Figure 3.

Cgp91ds‐TAT markedly reduces viral mRNA expression and ROS generation. WT C57Bl/6J mice (8–12 weeks) were treated daily via intranasal administration of Cgp91ds‐TAT (0.2 mg/kg) or DMSO (2%) control. Mice were intranasally infected with PR8 (500 PFU) or PBS control 1 day post initial drug treatment. (A) Quantitative PCR analysis in lung tissue of mRNA from the gene encoding polymerase of influenza virus strain PR8; results were presented relative to those of GAPDH mRNA. (B) BALF was collected for PDB (10⁻⁶ M)‐stimulated ROS production that was quantified by L‐O12 enhanced chemiluminescence. Data were expressed as mean ± SEM (control, n = 7; Cgp91ds‐TAT, n = 5; PR8, n = 9; PR8 + Cgp91ds‐TAT, n = 10).
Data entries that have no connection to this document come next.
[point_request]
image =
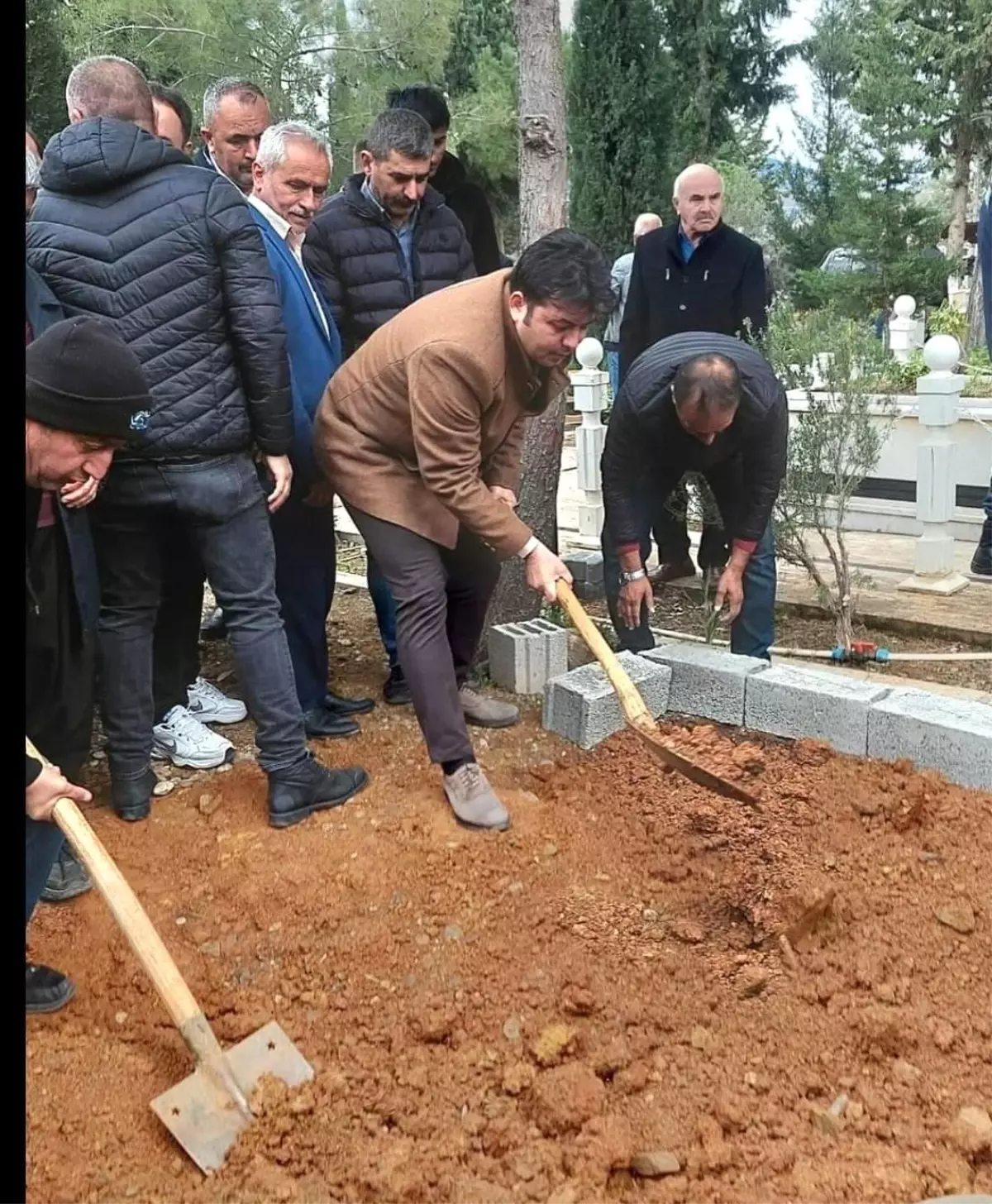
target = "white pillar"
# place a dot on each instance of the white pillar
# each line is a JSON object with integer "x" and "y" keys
{"x": 902, "y": 329}
{"x": 938, "y": 393}
{"x": 589, "y": 395}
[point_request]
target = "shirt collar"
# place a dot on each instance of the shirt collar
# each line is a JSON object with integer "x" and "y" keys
{"x": 279, "y": 223}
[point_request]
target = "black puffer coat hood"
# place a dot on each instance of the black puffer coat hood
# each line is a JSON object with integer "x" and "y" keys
{"x": 126, "y": 229}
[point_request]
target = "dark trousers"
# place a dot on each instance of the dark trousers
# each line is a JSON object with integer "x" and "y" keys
{"x": 754, "y": 630}
{"x": 442, "y": 596}
{"x": 176, "y": 646}
{"x": 305, "y": 585}
{"x": 670, "y": 533}
{"x": 222, "y": 507}
{"x": 60, "y": 673}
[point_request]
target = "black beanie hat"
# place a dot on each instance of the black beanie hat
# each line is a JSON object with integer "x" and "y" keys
{"x": 83, "y": 378}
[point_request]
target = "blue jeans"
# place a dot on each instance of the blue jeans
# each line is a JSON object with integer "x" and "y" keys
{"x": 613, "y": 367}
{"x": 42, "y": 844}
{"x": 385, "y": 609}
{"x": 222, "y": 507}
{"x": 754, "y": 630}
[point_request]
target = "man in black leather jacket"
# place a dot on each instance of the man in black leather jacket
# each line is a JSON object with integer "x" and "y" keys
{"x": 126, "y": 229}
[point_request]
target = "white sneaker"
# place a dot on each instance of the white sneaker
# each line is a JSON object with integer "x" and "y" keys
{"x": 184, "y": 741}
{"x": 212, "y": 705}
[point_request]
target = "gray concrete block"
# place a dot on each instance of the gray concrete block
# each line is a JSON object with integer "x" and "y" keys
{"x": 812, "y": 705}
{"x": 583, "y": 707}
{"x": 585, "y": 566}
{"x": 524, "y": 657}
{"x": 934, "y": 731}
{"x": 706, "y": 681}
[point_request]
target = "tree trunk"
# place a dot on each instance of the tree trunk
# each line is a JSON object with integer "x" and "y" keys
{"x": 543, "y": 208}
{"x": 960, "y": 181}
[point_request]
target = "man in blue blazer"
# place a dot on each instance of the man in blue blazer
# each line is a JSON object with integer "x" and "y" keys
{"x": 290, "y": 174}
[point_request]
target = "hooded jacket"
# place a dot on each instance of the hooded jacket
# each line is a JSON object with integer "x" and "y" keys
{"x": 126, "y": 229}
{"x": 469, "y": 203}
{"x": 353, "y": 253}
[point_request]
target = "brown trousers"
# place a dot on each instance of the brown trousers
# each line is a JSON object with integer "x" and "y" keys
{"x": 442, "y": 596}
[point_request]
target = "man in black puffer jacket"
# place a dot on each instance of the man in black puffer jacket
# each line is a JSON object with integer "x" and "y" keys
{"x": 383, "y": 241}
{"x": 387, "y": 237}
{"x": 128, "y": 230}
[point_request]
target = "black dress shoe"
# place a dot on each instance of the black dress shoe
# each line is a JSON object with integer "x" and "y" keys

Statistical analysis was conducted using one‐way ANOVA test followed by Tukey's post hoc test for multiple comparison. Statistical significance was taken where P < 0.05. *P < 0.05; **P < 0.01; ***P < 0.001. ANOVA, analysis of variance; BALF, bronchoalveloar lavage fluid; Cgp91ds‐TAT, cholestanol‐conjugated gp91ds‐TAT; DMSO, dimethyl sulphoxide; PCR, polymerase chain reaction; PDB, phorbol dibutyrate; PFU, plaque forming units; RLU, relative light units; ROS, reactive oxygen species; WT, wild type.